Packed with gloriously contrasting sea-and-mountain landscapes (the sea laps at the shore on three sides of the county), Pembrokeshire also boasts a myriad of unusual places to stay.
If you're a lover of the windswept coast, you're definitely in luck here. The Pembrokeshire Coast National Park is the only coastal national park in Britain, covering 612 square kilometres that contain the stunning Preseli hills, and the wooded banks of the Daugleddau Estuary (complete with scenic, sheltered waters that are just begging to be explored by kayak or canoe!)
In the mood for a hearty stroll? The Pembrokeshire Coast Path is a wondrous, 186-mile trail that will lead you through over 50 beaches, as well as some charming towns and villages - and the smallest city in Britain, otherwise known as St.
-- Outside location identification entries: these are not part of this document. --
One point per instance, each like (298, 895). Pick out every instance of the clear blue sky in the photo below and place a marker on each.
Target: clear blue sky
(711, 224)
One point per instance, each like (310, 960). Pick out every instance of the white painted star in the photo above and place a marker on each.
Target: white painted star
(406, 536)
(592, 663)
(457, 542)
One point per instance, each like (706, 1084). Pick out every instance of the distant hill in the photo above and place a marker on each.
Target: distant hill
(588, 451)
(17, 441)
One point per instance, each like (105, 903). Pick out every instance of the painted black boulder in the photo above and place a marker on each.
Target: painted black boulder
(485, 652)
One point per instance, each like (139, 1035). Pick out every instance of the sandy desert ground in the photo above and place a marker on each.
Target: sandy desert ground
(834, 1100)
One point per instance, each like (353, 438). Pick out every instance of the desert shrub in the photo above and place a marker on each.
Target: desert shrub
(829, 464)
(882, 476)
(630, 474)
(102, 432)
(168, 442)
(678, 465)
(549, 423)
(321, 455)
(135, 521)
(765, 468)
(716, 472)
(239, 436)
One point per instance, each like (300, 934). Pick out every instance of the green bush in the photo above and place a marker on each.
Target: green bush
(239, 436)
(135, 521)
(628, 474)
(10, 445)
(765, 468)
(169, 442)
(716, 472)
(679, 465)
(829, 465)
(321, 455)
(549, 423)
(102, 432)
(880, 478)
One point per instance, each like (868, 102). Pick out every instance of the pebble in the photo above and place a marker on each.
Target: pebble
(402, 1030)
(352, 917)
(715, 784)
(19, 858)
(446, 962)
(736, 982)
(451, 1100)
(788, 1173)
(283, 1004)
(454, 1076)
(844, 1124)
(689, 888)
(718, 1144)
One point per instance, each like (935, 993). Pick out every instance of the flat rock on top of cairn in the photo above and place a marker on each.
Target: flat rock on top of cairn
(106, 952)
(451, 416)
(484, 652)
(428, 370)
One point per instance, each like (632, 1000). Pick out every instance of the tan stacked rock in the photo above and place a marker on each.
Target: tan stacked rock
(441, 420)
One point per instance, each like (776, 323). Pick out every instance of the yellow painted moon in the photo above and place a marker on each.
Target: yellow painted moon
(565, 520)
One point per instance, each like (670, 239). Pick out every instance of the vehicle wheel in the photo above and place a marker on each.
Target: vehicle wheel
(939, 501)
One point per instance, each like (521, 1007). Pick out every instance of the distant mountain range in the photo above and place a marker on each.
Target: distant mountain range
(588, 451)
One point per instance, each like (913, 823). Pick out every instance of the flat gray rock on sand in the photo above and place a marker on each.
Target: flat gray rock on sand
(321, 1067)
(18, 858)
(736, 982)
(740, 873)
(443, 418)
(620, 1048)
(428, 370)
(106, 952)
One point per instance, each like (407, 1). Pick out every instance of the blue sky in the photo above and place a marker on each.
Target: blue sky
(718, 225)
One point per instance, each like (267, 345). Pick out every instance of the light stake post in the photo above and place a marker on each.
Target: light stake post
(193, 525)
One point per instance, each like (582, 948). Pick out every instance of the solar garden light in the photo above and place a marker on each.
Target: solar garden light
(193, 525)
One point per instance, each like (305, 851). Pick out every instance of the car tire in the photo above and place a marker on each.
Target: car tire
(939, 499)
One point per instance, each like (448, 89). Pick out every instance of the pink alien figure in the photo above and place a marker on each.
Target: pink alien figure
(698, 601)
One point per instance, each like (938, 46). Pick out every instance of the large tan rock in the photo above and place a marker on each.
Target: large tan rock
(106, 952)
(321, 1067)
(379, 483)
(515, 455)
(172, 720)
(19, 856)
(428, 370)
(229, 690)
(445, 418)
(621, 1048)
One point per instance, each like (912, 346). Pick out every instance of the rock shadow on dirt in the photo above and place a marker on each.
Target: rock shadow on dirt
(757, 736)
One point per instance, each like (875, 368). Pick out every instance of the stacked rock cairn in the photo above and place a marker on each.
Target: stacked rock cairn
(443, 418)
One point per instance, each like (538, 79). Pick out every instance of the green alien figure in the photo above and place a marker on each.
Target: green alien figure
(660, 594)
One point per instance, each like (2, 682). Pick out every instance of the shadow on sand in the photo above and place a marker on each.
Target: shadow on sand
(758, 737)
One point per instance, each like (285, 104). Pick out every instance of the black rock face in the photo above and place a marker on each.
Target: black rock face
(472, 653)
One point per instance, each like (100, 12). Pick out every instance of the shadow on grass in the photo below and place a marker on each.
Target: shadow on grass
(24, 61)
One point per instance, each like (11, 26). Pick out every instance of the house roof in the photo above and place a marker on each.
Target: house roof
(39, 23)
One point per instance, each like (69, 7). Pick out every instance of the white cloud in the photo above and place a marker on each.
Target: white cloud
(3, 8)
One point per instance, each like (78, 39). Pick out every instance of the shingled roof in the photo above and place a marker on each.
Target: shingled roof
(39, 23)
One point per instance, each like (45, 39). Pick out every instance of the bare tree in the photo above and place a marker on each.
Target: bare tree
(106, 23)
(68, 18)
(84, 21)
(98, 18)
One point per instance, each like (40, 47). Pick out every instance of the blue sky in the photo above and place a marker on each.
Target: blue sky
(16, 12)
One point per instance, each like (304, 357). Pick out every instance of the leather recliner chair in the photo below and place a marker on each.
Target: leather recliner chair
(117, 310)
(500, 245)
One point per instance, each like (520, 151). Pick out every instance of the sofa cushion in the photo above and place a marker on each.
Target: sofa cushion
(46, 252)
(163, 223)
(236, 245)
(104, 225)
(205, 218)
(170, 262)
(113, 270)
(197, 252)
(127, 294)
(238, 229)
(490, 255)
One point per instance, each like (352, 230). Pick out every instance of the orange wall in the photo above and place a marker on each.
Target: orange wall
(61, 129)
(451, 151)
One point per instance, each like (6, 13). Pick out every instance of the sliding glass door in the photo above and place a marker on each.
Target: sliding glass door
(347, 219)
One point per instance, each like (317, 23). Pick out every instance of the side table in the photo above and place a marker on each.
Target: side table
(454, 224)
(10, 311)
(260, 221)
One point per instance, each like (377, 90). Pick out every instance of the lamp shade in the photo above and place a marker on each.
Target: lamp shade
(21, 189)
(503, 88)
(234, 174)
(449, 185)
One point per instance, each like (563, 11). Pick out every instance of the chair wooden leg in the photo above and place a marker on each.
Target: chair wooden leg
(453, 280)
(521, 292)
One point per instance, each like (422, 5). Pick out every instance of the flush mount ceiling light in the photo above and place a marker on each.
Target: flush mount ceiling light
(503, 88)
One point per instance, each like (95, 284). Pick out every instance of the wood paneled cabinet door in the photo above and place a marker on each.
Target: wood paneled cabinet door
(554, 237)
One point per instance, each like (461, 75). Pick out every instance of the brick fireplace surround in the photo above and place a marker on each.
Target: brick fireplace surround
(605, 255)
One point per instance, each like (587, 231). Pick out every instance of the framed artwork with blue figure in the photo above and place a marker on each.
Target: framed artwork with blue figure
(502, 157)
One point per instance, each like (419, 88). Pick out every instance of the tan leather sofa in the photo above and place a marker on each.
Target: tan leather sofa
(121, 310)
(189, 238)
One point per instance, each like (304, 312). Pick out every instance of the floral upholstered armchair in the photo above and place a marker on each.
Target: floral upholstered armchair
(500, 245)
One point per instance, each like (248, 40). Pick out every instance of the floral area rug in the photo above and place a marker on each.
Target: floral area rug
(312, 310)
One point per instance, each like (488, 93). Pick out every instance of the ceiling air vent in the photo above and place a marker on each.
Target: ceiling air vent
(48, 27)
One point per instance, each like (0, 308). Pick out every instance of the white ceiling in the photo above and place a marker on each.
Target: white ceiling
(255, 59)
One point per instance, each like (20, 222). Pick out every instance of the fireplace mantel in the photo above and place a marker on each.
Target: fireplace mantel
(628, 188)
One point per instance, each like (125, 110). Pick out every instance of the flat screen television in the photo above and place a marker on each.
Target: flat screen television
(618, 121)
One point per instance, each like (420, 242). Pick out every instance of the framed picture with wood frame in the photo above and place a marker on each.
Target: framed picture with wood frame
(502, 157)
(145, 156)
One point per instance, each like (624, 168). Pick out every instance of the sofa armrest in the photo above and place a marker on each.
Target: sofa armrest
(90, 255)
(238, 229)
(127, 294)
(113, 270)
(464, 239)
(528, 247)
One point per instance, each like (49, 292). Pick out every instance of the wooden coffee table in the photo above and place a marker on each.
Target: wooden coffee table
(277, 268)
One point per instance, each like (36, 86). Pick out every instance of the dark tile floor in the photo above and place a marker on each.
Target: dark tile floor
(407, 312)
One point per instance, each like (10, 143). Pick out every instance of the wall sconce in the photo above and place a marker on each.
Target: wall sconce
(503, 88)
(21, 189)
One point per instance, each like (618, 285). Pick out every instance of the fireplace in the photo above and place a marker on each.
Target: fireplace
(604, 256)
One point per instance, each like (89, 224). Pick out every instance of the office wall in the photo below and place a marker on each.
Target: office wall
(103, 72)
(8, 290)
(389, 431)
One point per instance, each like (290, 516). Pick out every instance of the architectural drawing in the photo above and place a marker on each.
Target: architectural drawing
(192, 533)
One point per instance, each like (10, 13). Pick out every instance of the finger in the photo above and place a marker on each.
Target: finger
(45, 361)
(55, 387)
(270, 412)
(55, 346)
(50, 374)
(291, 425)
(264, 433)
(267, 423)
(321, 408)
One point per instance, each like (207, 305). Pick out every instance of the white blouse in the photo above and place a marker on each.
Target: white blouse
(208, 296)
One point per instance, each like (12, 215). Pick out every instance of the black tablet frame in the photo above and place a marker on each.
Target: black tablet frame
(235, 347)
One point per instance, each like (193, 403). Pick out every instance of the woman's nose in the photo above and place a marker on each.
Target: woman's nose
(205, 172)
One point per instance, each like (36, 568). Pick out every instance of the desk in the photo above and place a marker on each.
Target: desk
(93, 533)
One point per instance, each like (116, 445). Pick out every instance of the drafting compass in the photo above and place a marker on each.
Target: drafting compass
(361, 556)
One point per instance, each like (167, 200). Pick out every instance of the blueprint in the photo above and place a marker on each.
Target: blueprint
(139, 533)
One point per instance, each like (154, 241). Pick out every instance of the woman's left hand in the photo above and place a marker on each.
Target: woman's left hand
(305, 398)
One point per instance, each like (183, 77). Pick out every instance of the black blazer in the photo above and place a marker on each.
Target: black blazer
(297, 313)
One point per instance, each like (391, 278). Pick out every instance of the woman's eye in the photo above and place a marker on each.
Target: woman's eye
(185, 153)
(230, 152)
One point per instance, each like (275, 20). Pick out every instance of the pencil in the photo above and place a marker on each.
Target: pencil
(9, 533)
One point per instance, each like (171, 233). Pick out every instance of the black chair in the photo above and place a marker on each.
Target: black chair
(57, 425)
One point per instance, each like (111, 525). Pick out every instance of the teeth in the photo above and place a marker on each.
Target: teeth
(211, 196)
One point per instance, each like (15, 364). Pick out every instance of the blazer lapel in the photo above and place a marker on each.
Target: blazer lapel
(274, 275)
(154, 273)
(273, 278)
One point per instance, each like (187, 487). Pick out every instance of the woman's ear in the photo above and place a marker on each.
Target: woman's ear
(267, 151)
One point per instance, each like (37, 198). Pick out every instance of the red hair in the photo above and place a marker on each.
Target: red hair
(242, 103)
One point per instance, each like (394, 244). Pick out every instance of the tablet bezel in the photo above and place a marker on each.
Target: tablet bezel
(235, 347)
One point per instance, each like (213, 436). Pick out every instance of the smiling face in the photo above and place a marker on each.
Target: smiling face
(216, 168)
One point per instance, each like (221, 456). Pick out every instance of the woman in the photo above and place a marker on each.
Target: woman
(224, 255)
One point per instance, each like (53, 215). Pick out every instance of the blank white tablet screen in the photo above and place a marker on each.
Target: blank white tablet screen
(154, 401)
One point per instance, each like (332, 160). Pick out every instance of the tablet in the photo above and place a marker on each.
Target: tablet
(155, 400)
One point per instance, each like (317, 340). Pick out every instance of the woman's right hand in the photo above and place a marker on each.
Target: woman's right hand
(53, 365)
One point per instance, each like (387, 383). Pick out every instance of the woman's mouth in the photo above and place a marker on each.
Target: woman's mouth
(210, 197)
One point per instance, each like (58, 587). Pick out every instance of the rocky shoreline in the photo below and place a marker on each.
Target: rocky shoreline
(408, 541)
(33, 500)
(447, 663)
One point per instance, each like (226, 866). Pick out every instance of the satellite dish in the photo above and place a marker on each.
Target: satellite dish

Davids.
Bring your camera if you're visiting this small-yet-perfectly-formed city, because its coastal scenery promises to take your breath away.
Away from the coast, Pembrokeshire has a long history of castle-building, with an eclectic selection studded across its rolling landscapes.
The majestic Pembroke Castle is the birthplace of Henry VII; these days boasting a full programme of family-friendly events, exhibitions, and activities. Cilgerran Castle, meanwhile, is set high on a wooded crag that overlooks the sparkling River Teifi (time to get that camera out again!)
More of a shop-til-you-drop kind of holidaymaker? Then head to the bustling market town of Narberth, the former capital of Pembrokeshire. You'll find it heaving with independent shops and galleries, some excellent cafés, and plenty of the friendly, creative spirit that you'll find infused within this one-of-a-kind county itself.